Keith Rohrer (kwrohrer@uiuc.edu)
Thu, 14 Nov 1996 16:43:01 -0600


Nathan Bryant wrote:
>
> I've always been fascinated with distributed systems (such as Sprite) that
> can handle transparent process migration and load balancing in a cluster
> of workstations. The kernel modifications for doing this on Linux are not
> exactly trivial, of course; it would probably require changing a lot of
> internal interfaces. But I've been toying with the idea of experimenting
> with this, either on Linux or some other system, perhaps Mach-based.
> Anybody given any thought to this sort of thing?
Actually, the problems of process migration in a homogeneous network are
very similar to the "transparent checkpoint and resume" issues which
were discussed a few days ago.

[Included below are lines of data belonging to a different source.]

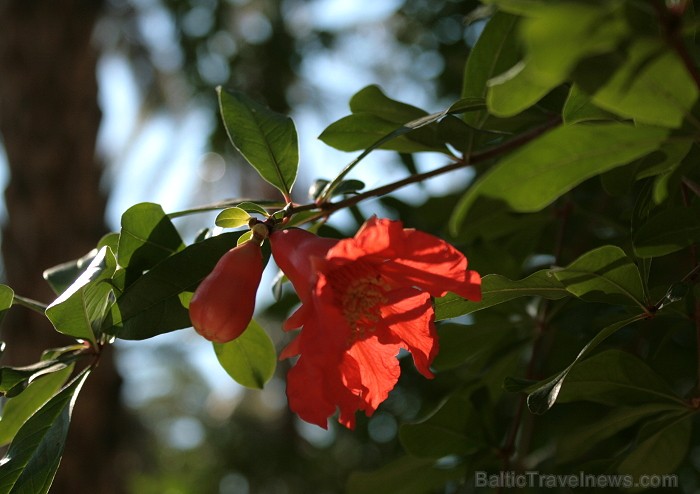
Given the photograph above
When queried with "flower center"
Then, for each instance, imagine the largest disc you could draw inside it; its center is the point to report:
(360, 291)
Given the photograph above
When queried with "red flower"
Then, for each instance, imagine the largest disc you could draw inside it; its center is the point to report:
(363, 299)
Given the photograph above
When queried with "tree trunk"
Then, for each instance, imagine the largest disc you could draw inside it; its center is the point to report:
(49, 118)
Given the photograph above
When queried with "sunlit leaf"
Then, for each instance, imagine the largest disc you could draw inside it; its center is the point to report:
(579, 108)
(60, 277)
(495, 51)
(32, 459)
(80, 310)
(16, 411)
(7, 296)
(497, 289)
(555, 40)
(266, 139)
(147, 237)
(605, 275)
(250, 359)
(13, 380)
(538, 173)
(543, 395)
(454, 428)
(152, 305)
(367, 130)
(232, 218)
(614, 377)
(652, 86)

Migrating from CPU to CPU in an SMP
environment shouldn't be hard at all, ditto for suspending and resuming
across a time period not long enough to cause timeouts and not crossing
a reboot. Migratable programs under Linux could be done--perhaps even
at the user level--with the following restrictions:

* Open files, and the state thereof, must be preserved during the
suspend/migration; for migration the entire filesystem would probably
have to be or appear at least largely identical.
* Network connections are even harder to migrate, as they must be
either bounced off of some form of masquerading at their original host
and/or need to run some sort of protocol to tear them down and recreate
them later after the migration/resume completes.
* Processes using resources peculiar to the local machine (e.g. doom or
anything else running with MITSHM; svgalib apps; dosemu; X at all if
migrating across a slow link) shouldn't migrate.
* Many things won't be suitable for migration, then, in a distributed
semi-homogeneous UN*X environment, and many semi-portable apps will need
to be migratable only at certain points.
* The way Linux handles shared libraries, restoration of clean code
pages from disk, etc., leads one to believe that migrating or
suspend/resuming a process would only entail migrating/saving the dirty
pages, pcb/vm data, and resource states; if migration merits being done,
it can be done quickly.

Keith

-- 
The priests and the friars/Behold me in dread
Because I still love you,/My love, and you're dead.
    ---Dead Can Dance, "I Am Stretched On Your Grave", based on King/S.
	O'Connor's rewrite of "The Unquiet Grave", trad. Irish folk.